Blue Moon Belgian White, Tower Pub



Once, many moons ago, Drink of the Week was young and in love. She sat on a balcony drinking cheap wine and making moony eyes at the object of her affections. The young lovers ran out of wine, so they went to the store to get more. When they returned to the balcony, they noticed that the moon was gone. It was a clear night and they distinctly remembered the moon being there before they left, but they were wrapped in blankets and rapt with one another, so they didn't bother wondering about it any more. The next day people were talking about the lunar eclipse. The lovers laughed at themselves, at how easily they accepted that the moon had just disappeared.

People like to drink outside. It's a simple but universal truth. In the Deep South they take their tea on the veranda, in the Appalachian Mountains they swig moonshine from clay jugs on the front porch. In Hawaii they suck piña coladas through straws out of coconut shells while lying on the beach, and in France they sip Burgundy in sidewalk cafes. It goes back to our earliest ancestors, who sat on boulders just outside the entrance to their caves, gulping spring water from hollowed-out gourds and grunting at each other. In all of that time, in all of those places, we have all sat under the very same moon.

Tower Pub (3234 Morganford Road; 314-771-7979) is an ideal place for out-of-doors drinking, as it's equipped with a large and pleasant patio, and, on Monday nights, $2 drafts. Not the cheap stuff, either. There's an ever-changing selection of a dozen or so imports and microbrews. We are drinking Blue Moon, a Belgian-style witbier, which means that it is an unfiltered wheat beer spiced with orange and coriander in addition to hops. Served here, as most places, with a half-moon of orange, it is crisp, light and fragrant, a welcome palate cleanser after months of dark, wintery beers.

For this drink columnist, stout season ends on St.

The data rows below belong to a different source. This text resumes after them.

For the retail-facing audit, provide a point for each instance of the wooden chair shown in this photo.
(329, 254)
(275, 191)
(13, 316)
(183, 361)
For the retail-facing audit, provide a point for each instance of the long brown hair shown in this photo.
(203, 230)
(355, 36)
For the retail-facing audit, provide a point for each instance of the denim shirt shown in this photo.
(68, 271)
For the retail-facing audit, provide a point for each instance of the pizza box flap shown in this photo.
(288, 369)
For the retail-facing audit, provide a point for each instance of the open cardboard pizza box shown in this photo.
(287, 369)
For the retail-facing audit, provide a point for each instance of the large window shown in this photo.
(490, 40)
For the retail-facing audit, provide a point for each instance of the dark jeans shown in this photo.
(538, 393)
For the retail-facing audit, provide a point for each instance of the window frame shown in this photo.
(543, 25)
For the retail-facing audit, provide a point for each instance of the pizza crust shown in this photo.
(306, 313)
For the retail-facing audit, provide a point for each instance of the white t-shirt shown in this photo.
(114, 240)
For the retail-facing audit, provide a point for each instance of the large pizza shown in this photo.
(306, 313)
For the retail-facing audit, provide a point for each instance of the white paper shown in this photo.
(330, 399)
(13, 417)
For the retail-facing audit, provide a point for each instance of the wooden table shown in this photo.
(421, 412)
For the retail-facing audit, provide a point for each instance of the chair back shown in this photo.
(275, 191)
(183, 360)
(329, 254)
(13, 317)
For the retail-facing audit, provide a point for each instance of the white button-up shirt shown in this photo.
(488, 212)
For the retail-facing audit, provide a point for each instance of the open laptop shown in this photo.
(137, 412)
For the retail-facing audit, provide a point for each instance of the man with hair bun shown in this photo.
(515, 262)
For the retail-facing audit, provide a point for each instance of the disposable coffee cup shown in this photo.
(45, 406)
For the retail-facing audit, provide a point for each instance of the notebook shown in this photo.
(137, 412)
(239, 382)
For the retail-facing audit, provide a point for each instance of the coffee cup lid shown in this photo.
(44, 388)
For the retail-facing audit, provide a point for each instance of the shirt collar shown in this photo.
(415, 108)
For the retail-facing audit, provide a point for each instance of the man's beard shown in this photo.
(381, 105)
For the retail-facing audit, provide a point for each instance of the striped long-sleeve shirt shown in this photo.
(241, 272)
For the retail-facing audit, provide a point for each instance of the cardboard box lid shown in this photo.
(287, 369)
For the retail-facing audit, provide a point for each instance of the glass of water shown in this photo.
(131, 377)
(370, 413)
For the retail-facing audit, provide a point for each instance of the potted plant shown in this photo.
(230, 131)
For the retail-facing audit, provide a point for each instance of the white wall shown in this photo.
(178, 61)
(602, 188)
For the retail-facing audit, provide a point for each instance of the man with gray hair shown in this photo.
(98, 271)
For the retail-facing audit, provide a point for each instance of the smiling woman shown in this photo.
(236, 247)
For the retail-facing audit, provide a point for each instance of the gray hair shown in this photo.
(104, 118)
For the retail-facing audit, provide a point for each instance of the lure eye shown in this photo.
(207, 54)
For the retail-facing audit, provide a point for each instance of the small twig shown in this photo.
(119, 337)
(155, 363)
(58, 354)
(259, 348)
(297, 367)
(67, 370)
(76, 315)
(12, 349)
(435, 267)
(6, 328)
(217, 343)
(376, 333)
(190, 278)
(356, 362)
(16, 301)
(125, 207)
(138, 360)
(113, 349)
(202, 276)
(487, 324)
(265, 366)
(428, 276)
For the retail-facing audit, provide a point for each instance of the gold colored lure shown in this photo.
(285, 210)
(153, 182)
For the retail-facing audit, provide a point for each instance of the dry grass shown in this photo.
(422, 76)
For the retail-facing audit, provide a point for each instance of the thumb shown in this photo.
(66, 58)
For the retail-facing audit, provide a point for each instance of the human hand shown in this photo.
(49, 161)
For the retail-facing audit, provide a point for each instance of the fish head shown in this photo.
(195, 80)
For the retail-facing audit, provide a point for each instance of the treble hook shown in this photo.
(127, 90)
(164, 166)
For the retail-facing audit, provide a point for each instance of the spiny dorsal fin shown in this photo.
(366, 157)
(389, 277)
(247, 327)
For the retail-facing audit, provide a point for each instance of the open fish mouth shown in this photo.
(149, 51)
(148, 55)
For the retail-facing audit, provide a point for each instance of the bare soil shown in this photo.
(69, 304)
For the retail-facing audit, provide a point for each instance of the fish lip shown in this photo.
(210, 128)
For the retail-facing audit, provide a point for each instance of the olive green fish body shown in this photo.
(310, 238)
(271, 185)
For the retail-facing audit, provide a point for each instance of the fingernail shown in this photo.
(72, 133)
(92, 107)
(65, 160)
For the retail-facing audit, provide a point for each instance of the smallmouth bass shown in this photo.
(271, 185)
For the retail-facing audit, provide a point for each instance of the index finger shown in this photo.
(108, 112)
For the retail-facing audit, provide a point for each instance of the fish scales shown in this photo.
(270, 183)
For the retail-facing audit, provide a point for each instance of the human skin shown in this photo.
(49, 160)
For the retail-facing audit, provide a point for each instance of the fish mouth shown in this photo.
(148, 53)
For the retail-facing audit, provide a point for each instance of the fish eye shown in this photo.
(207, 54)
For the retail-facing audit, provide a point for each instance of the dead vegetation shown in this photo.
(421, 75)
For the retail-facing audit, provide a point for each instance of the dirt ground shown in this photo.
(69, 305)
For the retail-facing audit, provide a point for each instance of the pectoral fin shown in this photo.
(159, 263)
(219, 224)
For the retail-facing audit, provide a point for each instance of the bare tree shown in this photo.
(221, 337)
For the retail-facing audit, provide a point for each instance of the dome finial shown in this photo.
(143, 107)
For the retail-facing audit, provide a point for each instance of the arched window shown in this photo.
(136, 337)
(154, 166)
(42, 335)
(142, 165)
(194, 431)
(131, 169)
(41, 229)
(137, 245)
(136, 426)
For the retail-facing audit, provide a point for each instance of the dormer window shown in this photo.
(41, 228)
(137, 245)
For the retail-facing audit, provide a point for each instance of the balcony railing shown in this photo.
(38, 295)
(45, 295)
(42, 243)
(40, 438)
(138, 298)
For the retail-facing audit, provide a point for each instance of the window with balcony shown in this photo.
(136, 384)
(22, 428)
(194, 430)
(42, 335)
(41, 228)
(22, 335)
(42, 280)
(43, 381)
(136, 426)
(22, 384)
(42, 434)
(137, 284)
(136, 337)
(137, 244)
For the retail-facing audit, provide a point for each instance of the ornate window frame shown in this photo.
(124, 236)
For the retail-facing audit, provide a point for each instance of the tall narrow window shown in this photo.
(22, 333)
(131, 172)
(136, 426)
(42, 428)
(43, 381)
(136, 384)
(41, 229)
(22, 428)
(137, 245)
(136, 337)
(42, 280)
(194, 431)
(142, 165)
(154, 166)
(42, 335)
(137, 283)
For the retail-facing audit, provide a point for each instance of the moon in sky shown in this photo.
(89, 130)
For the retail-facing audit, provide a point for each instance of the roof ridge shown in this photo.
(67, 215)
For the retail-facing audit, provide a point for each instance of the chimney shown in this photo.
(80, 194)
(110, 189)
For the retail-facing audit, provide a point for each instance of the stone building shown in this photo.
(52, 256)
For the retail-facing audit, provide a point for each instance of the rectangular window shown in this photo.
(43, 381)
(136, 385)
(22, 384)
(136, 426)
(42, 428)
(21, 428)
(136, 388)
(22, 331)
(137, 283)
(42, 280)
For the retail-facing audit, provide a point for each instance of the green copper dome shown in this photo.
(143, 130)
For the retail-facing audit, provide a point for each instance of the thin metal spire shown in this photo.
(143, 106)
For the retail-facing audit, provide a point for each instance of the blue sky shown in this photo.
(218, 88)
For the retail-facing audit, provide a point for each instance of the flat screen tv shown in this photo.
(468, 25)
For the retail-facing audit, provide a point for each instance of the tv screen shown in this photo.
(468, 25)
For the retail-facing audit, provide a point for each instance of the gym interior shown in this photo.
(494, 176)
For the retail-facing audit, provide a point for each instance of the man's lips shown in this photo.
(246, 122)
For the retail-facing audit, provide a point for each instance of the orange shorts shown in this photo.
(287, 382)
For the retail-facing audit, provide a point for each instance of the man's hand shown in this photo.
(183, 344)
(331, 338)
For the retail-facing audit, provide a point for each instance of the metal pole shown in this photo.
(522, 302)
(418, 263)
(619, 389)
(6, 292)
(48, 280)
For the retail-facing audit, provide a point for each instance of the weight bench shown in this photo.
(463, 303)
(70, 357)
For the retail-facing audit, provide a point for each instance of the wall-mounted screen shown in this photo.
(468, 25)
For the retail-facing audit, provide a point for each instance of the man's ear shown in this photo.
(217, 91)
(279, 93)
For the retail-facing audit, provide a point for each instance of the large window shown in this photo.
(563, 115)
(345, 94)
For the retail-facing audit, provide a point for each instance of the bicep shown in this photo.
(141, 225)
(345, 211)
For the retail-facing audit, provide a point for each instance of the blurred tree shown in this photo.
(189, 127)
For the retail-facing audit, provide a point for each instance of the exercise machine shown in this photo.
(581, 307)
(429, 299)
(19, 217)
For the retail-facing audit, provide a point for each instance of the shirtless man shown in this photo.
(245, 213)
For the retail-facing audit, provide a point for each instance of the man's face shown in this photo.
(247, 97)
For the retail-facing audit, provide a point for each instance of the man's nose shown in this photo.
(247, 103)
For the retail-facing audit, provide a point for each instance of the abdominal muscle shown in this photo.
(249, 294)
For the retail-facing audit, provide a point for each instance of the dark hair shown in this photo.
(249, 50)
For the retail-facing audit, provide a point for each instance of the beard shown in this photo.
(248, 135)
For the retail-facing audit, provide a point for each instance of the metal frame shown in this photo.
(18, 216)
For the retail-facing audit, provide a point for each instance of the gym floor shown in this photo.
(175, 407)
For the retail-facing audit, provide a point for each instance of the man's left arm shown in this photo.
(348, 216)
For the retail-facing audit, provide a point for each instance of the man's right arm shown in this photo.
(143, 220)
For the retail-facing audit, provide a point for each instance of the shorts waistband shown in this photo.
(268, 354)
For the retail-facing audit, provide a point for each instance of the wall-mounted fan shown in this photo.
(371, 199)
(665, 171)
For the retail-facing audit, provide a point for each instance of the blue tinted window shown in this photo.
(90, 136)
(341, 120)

Paddy's Day, but if you are like our drinking companion and your love of Guinness cannot be helmed by the days on a calendar, know that bartender Libby will make a shamrock in the foam each time you order one, even when it gets really busy, and will not act at all irritated that Guinness takes a long time to pour.

The night is cool but comfortable with a sweater. Like the beer in our hand, the moon is pale gold and not quite full. It sits fat and low like a beer belly, though just a few days ago it was a Super Moon. Things change. That old moon is always waxing or waning, never the same two nights in a row, but its phases are predictable.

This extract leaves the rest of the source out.